A PiS ally, Duda has rejected some Western influences including sexual education programmes that he says can perpetuate “LGBT ideology”, which he argues is worse than communism.
His main challenger, centrist Warsaw mayor Rafal Trzaskowski, also 48, seeks to provide a progressive alternative, promising to fight Poland’s isolation in the EU after five years of conflict between the government and Brussels.
Since PiS came to power in 2015, the European Commission, the EU executive, has launched an unprecedented legal action against Warsaw following criticism that Poland is subverting democratic norms by politicising its courts.
As mayor, Trzaskowski has proposed sexual education programmes in line with World Health Organization recommendations for schools, a move criticised by PiS as an effort to sexualise children.
Polling stations open at 7.00 a.m. (0500 GMT) and close at 9.00 p.m., when exit polls will be published. If no candidate wins more than 50% of the votes, the two with the biggest share will compete in a second round on July 12.
Poland imposes an “election silence” starting at midnight the day before the election which bans discussing opinion polls and campaigning.
Poland’s presidency carries some responsibilities in defense and foreign affairs as well as the right to veto legislation.
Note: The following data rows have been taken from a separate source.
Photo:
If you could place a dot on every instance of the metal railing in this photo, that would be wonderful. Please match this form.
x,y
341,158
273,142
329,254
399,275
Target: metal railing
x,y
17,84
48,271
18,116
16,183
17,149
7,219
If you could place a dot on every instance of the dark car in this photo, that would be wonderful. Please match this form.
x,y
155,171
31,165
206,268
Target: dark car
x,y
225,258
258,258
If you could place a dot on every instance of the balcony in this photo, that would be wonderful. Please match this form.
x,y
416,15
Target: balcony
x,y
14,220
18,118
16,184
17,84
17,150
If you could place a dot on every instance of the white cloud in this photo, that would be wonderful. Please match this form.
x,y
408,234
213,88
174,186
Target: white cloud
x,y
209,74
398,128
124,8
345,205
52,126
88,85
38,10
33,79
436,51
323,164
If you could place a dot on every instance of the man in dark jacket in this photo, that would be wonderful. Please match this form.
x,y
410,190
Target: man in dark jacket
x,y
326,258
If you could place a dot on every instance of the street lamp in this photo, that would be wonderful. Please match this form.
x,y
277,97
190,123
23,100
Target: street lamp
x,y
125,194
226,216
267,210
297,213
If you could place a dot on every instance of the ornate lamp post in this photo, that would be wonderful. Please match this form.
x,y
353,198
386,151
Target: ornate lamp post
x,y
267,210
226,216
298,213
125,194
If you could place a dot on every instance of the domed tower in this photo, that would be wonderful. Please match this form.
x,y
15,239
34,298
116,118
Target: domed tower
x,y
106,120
If Duda fails to secure a second five-year mandate, his successor could hamper the government’s ability to deepen its justice reforms by vetoing laws or refusing to nominate judges picked by PiS allies.
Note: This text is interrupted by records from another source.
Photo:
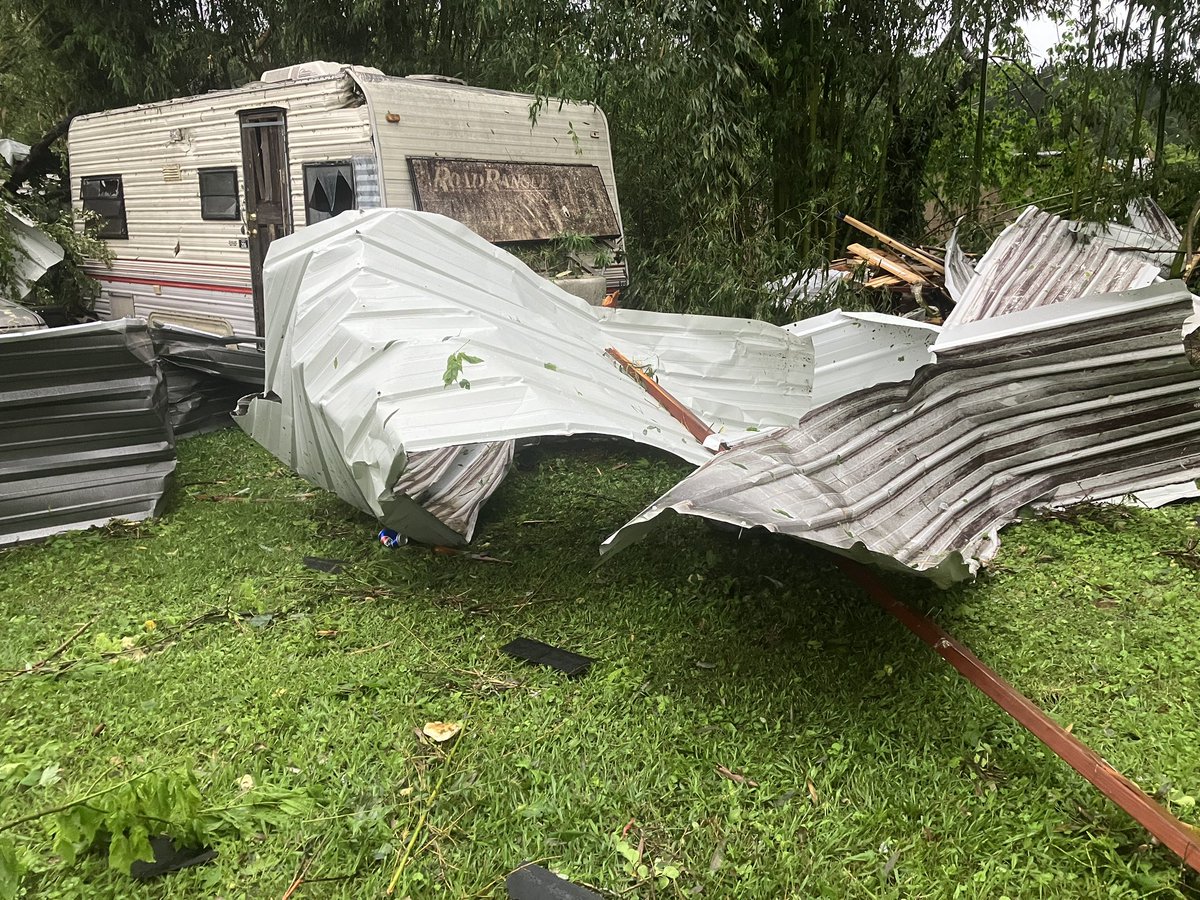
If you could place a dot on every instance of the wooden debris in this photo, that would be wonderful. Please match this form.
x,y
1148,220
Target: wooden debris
x,y
918,255
892,267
This would likely fuel tensions within PiS’ fragile parliamentary coalition and could force the government of Prime Minister Mateusz Morawiecki to govern as a minority cabinet. An early national election can’t be ruled out.
Nine other candidates are competing, including independent Catholic journalist Szymon Holownia, leftist Robert Biedron - Poland’s most prominent openly gay politician - and Krzysztof Bosak of the far-right Confederation party.